Counting Distinct Records in SQL

The SQL language and its depths… Some of you readers might be aware of MySQL’s capability of counting distinct records through the COUNT() aggregate function. The MySQL documentation reads:

COUNT(DISTINCT expr,[expr...])

Returns a count of the number of rows with different non-NULL expr values.

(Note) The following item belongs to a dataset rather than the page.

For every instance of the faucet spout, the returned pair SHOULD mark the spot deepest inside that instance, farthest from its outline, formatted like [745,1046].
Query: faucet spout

In other words, you can count distinct first and last names very easily:

SELECT COUNT(DISTINCT FIRST_NAME, LAST_NAME)
FROM CUSTOMERS

That’s quite useful, but MySQL-specific (although HSQLDB also supports this particular MySQL syntax). Most other databases, however, do not offer such a feature, even if the SQL-99 standard has specified it long ago:

6.16  <set function specification>

<set function specification> ::=
    COUNT <left paren> <asterisk> <right paren>
  | <general set function>

<general set function> ::=
    <set function type>
        <left paren> [ <set quantifier> ] 
            <value expression> <right paren>

<set function type> ::=
    <computational operation>

<computational operation> ::=
    AVG | MAX | MIN | SUM
  | EVERY | ANY | SOME
  | COUNT

<set quantifier> ::= DISTINCT | ALL

The above was later on merged into 10.9 <aggregate function>, in SQL:2011, with lots of other aggregate function types and features. Now, let’s have a look at 6.23 <value expression>:

6.23 <value expression>

<value expression> ::=
<numeric value expression>
| <string value expression>
| <datetime value expression>
| <interval value expression>
| <boolean value expression>
| <user-defined type value expression>
| <row value expression>                <-- RVE!
| <reference value expression>
| <collection value expression>

Interestingly, you can put a row value expression in some of your aggregate functions. There are additional restrictions, as you cannot SUM() or AVG() records, for instance. But with COUNT() and COUNT(DISTINCT ...) this makes perfect sense. So, according to the SQL standard (and according to HSQLDB’s alternative, and PostgreSQL’s main implementation, which unfortunately isn’t really documented), the following would be the correct way to count distinct first and last names in SQL:

SELECT COUNT(DISTINCT (FIRST_NAME, LAST_NAME))
FROM CUSTOMERS

… which makes perfect sense. Watch out when reading this. This isn’t a DISTINCT() function! This is the DISTINCT keyword applied to a row value expression. See some previous blog posts about row value expressions here:

jOOQ standardises various SQL dialects and hides the above behind the DSL.countDistinct() method.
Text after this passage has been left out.